I realise ive been pushing my projects all aside. this week im really gotta get onto it. chiong ah!

I cant wait for open house! I cant wait for FOC either! dread tutorials , dread lectures, dread exams!! xD

next sem is im goin into 3d gaming le. so im going to be seperated from josh and lex. i wonder if its gonna be a case of proximity. but thats just alright. poly aint some secondary school thing. =
so yeah. name me something new i should go into ?

urm, today went out at 4+. supposed to movie with akarad and gang at ps. but the seats were full. went down to B1, passed this shop. damn nice clothes, and discounted. today was the last day of promotion, so, hahas. CHIONG AH. me and sf went on to chiong for the clothes while akarad,albert,shernwei,keiths and jj went on to parklane to dotA first. bought myself jeans,shirt,long sleeve t. WOO.

Arrived at parklane, while waiting for em to finish up their first game, me and sf went to drumm at the arcade first. seriously, my skills are deproving sooo much man. but i seem to be a happier guy.deep down i feel happier. really! guess i finally open my eyes to things. i feel a thousand and one things i wana do . drummania aint totally what i can excel in bah. perhaps theres the latter. im not giving up DM or GF, thats not what i meant.
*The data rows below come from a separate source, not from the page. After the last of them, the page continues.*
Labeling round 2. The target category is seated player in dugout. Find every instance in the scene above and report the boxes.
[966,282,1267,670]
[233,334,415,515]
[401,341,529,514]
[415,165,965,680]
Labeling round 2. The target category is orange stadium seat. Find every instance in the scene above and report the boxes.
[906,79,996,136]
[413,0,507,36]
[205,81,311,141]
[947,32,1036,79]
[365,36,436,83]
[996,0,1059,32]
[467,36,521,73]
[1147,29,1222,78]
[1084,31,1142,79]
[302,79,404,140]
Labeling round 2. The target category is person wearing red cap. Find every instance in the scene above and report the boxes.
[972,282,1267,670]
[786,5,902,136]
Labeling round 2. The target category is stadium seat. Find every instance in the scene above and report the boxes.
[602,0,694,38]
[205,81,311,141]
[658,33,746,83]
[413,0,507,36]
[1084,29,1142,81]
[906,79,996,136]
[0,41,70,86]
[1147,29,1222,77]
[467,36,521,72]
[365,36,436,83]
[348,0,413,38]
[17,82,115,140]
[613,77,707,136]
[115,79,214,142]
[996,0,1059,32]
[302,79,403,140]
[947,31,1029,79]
Im just giving it a different kind of piority. yeap.

I might not be the best, but I LOVE DM! I love the movies , love the songs. love the graphics. everything.

GF also la. i still remembered how i started it, felt like it was easy, but till now i think im the lousiest in the whole DM group. hahahs.

anyway, dotA was quite fun today la. but sf tot i not ok.lol. but i am. went to see pei pei at her workplace after that. her reaction, as usual. was the *GASP*then retarded acting xD

urghh. feel like trainin my dotA moreee.. i too lan. feel like playin pool today =S wonder why. and clubbing is fun!! and hope ritz faster pass albert the ps2 ggxx. hohohoho. then i shall go alberts place to plaayyy. the BOONZ house. xD

-----------------------
apart from tt ra ra spirit. ok erm, seems like somethings happening these days. when 2 friends dont know how to communicate. ill try to blog something about it, hope u guys will think about it. a bond made isnt something u can CUT. hiding the bond doesnt mean it is broken. humans feel. humans are one of the most sensitive things. of course there are certain times, we confide in different different people about different kinds of things, and of course, there are certain times we unconciously forget those dear to US. BUT.friends are always around you. OK ? YES? once a bond is formed, it never really breaks la. it can be hidden but never broken. dont regret about things which happened, think of it as a lifelong experience. think of life as YOUR OWN movie. make up your own scenes and FIRE! LIGHTS CAMERA ACTION!

I know you can. trust yeah.
dun keep things to yourself anymore. say it out loud. show how irksome u feel, give whatever a shot ba. dont depend on technology to communicate, a face to face solves everything, or msn, ur 2nd resort la. conflicts. they WILL stay until u kick it.